I am not a particularly good looking man. My hairline has receded to the point that my friends say I’m balding, and a mysterious bulge has begun to emerge around my mid section. I’m no more intelligent than the next guy, and while I have a flare for the creative, Steve Jobs I’m not. By appearance alone, I am the average, invisible co-worker many of you work with every day.

Appearances can be deceiving. In fact, appearances are deceiving. I have chosen not to be invisible. I have chosen to control other people’s perception of me. And it has worked. I golf with my boss and get invited by the HR girls to karaoke night every week. When big projects come a-knocking, I’m the first person my manager looks at for project leader. I have carefully cultivated my co-workers perceptions of me, using a technique that is so natural, it truly surprises me that very few people do it consciously.

Have you ever thought “I wish I was more like Mark the copywriter”? You know Mark. 45 year old assistants giggle when he winks at them and knock-knock jokes have had a surprising resurgence under his careful tutelage.

The truth is Mark is no better than you. He has merely developed an understanding of how to market himself favorably in a variety of scenarios. In marketing, knowing the demographics and psychographics of your target is the key to success. Where do they eat? Shop? Do they go to church? What kind of movies do they like? The better you know the answers to these and a host of other questions, the more you can tailor your product, service or advertisement to them. Marketers spend hundreds of thousands of dollars buying this information, but you can get it for free at your workplace by simply listening to your co-workers.

Back to Mark. By listening, he discovered that Nancy, the boss’s assistant was divorced four years ago, when she was 41. She enjoys the attention she receives when Mark playfully winks at her, and giggles accordingly. Nobody likes knock-knock jokes. Nobody except the guys in the I.T. department, who Mark overheard previously laughing hysterically at a knock-knock joke of their own. To the outside observer Mark is one suave guy. But in reality, he is just a normal guy who pays close attention the likes and dislikes of his friends and coworkers, and uses this information to build connections with them.

It may be necessary to do plenty of secondary research as you begin to change people’s perception of you. You want to be known as sporty? Well research and play sports. You want people to look to you for answers? Well start reading more. Read the news, fiction, non-fiction books, magazines of all sorts, and read them voraciously. You get the point. To be seen in a specific way, you have to become that perception, even if it is outside of your comfort zone.

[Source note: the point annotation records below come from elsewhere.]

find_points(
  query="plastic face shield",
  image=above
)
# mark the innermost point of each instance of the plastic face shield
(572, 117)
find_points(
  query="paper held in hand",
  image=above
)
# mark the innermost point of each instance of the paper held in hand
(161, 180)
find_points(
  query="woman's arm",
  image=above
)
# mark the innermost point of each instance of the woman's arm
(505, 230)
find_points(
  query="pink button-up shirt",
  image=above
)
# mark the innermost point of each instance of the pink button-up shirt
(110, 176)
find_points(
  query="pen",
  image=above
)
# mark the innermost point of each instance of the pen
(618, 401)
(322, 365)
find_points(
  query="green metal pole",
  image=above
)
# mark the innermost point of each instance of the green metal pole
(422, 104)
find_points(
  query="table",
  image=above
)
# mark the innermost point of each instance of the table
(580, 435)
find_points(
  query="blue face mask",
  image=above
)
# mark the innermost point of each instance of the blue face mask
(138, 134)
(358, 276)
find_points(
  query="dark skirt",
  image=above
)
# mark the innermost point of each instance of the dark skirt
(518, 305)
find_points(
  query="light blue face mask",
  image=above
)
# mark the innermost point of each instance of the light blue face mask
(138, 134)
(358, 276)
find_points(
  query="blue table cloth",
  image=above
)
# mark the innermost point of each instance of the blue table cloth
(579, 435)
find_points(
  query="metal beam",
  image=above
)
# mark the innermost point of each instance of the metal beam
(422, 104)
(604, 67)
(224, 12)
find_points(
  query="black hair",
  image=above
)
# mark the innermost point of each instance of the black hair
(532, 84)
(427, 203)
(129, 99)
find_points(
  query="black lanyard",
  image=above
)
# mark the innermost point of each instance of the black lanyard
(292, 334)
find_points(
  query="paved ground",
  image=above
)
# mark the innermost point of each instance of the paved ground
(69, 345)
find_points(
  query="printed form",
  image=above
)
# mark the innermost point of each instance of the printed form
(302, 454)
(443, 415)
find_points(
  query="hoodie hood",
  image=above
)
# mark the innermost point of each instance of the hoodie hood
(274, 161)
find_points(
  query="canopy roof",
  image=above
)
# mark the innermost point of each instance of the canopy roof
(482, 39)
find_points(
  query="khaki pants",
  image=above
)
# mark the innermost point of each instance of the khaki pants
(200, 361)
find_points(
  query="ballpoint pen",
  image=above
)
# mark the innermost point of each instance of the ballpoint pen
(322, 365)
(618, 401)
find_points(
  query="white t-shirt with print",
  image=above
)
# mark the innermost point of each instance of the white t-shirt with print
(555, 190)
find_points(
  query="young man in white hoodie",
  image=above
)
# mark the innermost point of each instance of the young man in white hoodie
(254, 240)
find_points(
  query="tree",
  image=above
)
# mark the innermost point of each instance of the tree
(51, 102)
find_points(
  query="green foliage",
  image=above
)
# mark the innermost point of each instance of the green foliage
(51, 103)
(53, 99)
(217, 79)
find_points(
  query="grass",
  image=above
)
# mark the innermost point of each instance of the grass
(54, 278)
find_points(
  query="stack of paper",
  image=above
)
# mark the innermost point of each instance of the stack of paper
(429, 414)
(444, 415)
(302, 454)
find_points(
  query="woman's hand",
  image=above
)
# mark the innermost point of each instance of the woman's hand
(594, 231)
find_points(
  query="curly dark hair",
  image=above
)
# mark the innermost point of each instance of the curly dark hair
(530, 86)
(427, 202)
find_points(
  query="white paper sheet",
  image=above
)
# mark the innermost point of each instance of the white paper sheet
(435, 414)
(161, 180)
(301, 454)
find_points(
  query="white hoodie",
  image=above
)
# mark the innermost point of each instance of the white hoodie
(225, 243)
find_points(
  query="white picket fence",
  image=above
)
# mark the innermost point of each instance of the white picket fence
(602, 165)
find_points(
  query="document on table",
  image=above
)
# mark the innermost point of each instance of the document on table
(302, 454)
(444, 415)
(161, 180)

Seem disingenuous? It isn’t. Generally speaking, people reserve this type of behavior for their spouses and very close friends. You learn everything you can about them so that you can build a closer relationship, using the things you learn to create the commonalities behind successful partnerships.

Quite simply, knowledge is power. The more you know about those around you, the better you are able to control how they perceive you.